Perhaps another strike against the "oral lesson" is that it tends to talk down to a minimal level of competence. I think a teacher faced with a class of children of various intelligences and background will try to communicate so that even the most disadvantaged children will have a possibility of understanding. This is tactful, and proper in circumstances such as instructing children how to tie shoes or behave at mass, but does not give these children a chance to rise above their current levels of competence in intellectual and emotional response. Beautiful, poetic, narrative DOES give the children something to be attracted to and respond to even when they don't totally understand it yet.

One final note: when she uses the term "medium" of oral lessons she is speaking precisely. A "medium" is something that comes between two things. To CM, the "medium" should be mostly the child's own perceptions and attention.... the child develops a relationship with the book, so the relationship itself is the medium. If a teacher interferes with this (instead of supporting it with well chosen words) then the child may become dependent upon the medium, and then when it is taken away, the child either has to learn for himself to do without that crutch, or else is left helpless and without his own tools.

2 comments:

lissla lissar said...

Just a thought- the bit about learning from an author's writing reminds me of C. S. Lewis' objection to treating writing as though it were a puzzle to pick apart, or a neat way to psychoanalyze the author, instead of a story, description, or argument to immerse yourself in or respond to. The first seems like a good way to avoid having contact with something you're reading- you hold the piece at careful arms-length, dissecting and probing, assuming the real point of writing isn't the thing written. The second invites real conversation, vulnerability, listening.
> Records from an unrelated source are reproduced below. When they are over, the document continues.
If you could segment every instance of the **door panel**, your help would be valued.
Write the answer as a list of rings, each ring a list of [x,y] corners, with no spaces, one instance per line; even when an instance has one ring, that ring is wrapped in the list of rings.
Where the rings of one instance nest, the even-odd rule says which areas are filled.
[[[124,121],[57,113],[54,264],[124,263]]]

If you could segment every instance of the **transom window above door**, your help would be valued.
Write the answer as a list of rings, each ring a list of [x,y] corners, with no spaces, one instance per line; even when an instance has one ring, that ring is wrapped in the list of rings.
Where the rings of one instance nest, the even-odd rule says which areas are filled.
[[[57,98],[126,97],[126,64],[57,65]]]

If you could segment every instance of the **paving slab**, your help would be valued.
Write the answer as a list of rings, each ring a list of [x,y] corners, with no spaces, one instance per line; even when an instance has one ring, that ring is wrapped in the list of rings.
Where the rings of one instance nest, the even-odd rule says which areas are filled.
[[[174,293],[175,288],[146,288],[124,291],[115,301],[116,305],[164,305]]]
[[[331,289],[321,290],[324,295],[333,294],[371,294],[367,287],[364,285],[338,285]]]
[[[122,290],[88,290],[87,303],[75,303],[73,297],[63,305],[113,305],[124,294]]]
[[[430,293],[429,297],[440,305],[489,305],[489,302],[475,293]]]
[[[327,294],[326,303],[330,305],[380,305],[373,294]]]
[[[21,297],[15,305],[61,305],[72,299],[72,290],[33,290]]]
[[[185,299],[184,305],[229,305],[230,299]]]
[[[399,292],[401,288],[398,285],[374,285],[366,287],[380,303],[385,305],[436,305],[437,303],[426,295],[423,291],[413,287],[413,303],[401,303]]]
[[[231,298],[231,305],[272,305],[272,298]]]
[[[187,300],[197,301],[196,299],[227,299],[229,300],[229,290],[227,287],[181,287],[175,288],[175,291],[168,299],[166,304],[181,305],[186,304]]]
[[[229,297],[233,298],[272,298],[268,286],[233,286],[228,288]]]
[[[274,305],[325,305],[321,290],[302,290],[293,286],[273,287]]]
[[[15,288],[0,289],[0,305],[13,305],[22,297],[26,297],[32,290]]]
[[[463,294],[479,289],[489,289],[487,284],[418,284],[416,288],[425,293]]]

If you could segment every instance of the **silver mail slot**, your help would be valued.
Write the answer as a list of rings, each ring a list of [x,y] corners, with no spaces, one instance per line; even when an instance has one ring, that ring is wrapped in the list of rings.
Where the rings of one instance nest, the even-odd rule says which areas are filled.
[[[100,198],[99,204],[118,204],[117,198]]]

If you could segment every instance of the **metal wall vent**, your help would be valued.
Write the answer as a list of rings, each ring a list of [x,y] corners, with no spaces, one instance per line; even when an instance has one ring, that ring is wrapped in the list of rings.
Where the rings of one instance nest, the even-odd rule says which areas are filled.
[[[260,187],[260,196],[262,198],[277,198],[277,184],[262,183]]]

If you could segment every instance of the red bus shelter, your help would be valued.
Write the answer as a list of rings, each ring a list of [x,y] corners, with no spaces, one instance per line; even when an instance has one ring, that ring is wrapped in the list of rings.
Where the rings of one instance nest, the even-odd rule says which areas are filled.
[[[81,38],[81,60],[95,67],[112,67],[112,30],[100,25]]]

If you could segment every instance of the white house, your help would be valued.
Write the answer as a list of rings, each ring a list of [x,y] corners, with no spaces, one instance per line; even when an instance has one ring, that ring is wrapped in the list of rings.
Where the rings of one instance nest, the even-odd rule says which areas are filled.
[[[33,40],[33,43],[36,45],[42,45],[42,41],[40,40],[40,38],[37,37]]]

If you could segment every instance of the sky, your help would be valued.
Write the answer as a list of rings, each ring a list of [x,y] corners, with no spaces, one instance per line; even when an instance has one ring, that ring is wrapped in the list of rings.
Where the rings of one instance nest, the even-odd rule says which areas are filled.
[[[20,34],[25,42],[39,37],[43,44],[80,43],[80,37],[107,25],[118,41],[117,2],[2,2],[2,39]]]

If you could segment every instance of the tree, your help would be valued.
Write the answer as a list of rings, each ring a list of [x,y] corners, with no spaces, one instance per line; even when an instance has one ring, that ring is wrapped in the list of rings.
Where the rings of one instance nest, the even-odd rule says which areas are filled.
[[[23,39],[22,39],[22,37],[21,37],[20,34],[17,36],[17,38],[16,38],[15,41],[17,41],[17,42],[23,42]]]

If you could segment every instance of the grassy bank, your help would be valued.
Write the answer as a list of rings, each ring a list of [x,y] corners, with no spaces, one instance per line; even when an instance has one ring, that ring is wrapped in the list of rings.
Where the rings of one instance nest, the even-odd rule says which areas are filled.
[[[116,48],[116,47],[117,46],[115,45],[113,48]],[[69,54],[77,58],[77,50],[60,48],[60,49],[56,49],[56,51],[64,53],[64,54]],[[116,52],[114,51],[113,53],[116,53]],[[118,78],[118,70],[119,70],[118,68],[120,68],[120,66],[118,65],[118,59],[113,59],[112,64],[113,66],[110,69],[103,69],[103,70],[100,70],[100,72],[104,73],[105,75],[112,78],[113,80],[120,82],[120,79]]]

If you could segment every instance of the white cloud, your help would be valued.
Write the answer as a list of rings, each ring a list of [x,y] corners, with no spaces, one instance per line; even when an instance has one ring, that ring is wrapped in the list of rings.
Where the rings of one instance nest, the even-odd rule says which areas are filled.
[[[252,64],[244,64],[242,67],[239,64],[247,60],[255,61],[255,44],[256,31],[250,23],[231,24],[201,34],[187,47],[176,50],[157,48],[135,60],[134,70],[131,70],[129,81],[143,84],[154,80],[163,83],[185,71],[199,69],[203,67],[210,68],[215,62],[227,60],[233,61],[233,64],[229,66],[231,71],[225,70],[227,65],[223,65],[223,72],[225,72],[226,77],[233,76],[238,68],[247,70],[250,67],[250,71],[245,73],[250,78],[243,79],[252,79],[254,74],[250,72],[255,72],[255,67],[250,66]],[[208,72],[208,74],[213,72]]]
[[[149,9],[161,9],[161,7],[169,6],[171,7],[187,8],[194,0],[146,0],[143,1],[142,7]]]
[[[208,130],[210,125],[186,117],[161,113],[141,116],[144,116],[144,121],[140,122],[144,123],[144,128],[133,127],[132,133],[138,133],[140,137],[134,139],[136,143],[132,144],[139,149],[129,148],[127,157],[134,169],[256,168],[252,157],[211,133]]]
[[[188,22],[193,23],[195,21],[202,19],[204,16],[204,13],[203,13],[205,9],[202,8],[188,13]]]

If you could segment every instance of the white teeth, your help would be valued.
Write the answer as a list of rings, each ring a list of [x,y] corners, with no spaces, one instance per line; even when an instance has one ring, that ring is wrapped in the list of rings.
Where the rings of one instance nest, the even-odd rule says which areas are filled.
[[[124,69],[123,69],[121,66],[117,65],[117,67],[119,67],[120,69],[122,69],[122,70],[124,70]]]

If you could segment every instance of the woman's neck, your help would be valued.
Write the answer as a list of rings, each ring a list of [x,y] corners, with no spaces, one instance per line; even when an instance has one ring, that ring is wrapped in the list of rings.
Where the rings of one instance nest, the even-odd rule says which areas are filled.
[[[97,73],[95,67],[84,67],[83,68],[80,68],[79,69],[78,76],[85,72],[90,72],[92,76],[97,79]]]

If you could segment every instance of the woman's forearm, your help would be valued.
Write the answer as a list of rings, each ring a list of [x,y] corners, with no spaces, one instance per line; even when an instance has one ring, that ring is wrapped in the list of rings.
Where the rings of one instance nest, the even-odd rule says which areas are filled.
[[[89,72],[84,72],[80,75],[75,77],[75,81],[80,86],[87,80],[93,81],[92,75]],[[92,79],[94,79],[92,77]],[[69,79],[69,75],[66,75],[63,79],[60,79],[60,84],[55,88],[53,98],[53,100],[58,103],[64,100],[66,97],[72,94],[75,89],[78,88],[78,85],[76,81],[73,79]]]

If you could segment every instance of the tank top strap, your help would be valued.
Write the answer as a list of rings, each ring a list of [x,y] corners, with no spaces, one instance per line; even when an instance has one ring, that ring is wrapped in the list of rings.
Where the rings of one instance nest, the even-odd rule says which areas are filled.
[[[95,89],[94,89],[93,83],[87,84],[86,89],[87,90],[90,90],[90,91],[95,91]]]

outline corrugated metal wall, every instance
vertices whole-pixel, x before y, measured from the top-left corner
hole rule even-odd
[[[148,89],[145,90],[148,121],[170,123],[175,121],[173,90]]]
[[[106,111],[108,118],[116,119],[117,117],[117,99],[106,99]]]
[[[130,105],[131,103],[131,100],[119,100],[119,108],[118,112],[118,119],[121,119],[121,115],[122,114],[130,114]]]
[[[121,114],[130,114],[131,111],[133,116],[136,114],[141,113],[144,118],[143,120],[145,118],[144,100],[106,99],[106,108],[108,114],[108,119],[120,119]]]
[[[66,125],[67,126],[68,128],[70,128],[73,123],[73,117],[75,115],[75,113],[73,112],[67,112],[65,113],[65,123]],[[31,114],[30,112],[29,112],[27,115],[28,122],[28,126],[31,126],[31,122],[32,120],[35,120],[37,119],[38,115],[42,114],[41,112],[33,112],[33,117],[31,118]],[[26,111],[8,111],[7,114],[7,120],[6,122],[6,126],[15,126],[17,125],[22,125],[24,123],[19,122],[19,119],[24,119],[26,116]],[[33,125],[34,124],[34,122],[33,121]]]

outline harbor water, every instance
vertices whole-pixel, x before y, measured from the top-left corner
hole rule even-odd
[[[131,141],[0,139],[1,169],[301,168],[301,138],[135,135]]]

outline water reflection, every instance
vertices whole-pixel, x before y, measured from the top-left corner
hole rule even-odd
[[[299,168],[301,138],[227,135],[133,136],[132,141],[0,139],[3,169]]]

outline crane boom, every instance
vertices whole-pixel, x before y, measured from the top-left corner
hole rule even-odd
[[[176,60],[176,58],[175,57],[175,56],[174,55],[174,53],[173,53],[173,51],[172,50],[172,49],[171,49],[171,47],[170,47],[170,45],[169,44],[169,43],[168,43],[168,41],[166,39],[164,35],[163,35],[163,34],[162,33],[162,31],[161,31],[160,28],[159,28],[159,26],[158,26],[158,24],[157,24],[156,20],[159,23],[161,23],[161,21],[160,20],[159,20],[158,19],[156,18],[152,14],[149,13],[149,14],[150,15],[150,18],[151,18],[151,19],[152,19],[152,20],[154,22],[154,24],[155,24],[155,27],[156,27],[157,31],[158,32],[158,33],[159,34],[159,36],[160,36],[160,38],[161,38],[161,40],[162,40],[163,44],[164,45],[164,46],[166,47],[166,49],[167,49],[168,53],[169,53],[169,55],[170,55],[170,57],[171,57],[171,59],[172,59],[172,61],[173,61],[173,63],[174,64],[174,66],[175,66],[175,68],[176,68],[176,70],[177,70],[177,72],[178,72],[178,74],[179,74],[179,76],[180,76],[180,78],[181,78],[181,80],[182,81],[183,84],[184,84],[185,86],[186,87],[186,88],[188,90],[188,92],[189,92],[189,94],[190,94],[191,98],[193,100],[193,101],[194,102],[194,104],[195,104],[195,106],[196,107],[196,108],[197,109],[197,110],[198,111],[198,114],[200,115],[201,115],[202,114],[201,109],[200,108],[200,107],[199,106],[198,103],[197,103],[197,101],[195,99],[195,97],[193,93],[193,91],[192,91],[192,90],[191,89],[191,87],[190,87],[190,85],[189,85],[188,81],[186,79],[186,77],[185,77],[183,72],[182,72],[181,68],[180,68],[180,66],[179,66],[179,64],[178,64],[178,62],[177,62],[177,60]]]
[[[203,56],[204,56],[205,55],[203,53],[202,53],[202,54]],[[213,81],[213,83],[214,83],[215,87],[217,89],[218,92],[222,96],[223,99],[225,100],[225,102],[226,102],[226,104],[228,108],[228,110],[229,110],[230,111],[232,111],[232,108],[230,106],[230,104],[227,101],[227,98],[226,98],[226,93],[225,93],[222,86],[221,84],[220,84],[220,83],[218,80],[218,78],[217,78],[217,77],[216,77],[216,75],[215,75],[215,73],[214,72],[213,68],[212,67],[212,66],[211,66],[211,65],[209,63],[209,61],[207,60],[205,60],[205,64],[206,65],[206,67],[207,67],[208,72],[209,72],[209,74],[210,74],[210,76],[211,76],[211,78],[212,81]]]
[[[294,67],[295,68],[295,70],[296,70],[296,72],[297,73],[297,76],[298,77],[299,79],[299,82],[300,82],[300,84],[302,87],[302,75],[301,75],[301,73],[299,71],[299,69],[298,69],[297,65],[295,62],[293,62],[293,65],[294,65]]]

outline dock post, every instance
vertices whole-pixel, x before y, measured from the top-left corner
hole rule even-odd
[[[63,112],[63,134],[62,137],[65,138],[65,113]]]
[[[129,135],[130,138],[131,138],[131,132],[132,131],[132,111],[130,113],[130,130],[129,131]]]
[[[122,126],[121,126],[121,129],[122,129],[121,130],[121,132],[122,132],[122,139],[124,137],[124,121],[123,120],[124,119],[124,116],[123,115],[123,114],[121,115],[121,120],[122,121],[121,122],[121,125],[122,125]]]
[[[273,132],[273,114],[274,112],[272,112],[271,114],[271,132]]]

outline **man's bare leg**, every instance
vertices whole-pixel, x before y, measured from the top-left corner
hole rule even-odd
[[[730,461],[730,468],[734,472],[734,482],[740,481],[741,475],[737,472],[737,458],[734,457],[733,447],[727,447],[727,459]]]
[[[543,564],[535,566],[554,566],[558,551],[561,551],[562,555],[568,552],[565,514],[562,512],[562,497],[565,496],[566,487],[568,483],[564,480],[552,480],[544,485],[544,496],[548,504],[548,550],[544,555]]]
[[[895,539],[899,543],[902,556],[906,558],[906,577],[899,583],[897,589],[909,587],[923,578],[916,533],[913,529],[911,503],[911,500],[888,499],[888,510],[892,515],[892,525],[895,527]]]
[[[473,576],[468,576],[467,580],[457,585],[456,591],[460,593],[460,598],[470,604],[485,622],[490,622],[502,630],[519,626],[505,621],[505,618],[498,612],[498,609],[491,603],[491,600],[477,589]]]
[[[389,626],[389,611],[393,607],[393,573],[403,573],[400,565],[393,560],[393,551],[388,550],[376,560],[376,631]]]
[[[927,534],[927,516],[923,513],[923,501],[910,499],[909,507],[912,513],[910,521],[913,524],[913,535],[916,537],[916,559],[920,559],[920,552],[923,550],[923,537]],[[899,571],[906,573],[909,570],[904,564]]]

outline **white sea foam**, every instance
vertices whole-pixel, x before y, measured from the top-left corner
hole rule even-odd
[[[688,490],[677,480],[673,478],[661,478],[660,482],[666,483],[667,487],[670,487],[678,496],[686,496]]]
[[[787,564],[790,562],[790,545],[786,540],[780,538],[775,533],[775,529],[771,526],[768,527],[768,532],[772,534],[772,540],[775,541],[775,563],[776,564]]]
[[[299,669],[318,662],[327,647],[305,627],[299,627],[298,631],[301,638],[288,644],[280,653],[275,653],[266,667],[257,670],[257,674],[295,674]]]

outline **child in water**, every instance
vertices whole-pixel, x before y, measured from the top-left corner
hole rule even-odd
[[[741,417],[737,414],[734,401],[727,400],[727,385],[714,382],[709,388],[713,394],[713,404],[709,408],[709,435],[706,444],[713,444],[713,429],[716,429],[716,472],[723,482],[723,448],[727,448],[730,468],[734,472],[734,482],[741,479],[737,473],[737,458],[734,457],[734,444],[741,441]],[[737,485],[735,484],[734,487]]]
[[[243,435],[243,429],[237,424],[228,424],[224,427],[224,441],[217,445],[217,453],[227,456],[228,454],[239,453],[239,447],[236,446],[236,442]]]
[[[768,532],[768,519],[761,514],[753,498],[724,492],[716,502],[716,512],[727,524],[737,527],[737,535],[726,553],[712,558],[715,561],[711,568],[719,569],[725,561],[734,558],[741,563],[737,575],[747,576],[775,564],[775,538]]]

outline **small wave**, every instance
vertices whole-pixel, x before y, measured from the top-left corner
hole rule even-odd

Huh. Does any of that make sense?

Willa said...

Absolutely!

It was odd for me to find out a few years ago that this "sympathy" with a work, or even participation in it, wasn't a romantic or modern notion, but a thoroughly classical one. It wasn't until roughly the time of the Enlightenment or later that the study of literature became more "scientific" in a detached way.

That's interesting about analyzing "what it REALLY says," as if the book were on trial as a hostile witness : ). That seems to be how a lot of people are taught to relate to literature nowadays. I think CS Lewis says something about that too.